There are no immunoserological parameters that show a definite association between clinical findings and congenital rubella infection. Likewise, there is no biochemical or serological indication for this viral infection that is associated with immunodeficient type 1 diabetes, although it is known that the rubella virus infects pancreatic beta cells. A literature search revealed a 14-month-old patient who died of diabetic ketoacidosis and was diagnosed with congenital rubella infection.

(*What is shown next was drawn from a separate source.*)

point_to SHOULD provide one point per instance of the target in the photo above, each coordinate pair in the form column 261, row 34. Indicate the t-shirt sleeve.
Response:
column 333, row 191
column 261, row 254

Insulinitis was discovered in the pathological examination of this patient's pancreas [13]. Rubella virus was isolated from the pancreatic tissue of 5 fetuses aborted at the 19th and 21st week of gestation, but morphological abnormalities were not detected [14]. Postmortem pathologic examinations of 45 children diagnosed with DM secondary to congenital rubella infection revealed a normal pancreatic appearance in 43 patients, one case of the insulitis and one case of long-term type 1 diabetes-related pathological changes [15]. We can not perform a pancreatic histological examination in the present case because the procedure is considered too invasive. However, it would be valuable to show insulitis appearance for our case.

Patients with congenital rubella infection usually present with cardiac involvement, hearing loss, eye manifestations, intrauterine growth restriction, microcephaly, behavioral problems and immunologic features, including islet cell surface antibodies with type 1 DM. Congenital rubella infection should be considered in diabetic patients who present with hearing loss, cardiac anomalies, and microcephaly.


Ethical statement: Written informed consent by our patient was obtained for publication of this case report.

Conflict of interest: No potential conflict of interest relevant to this article was reported.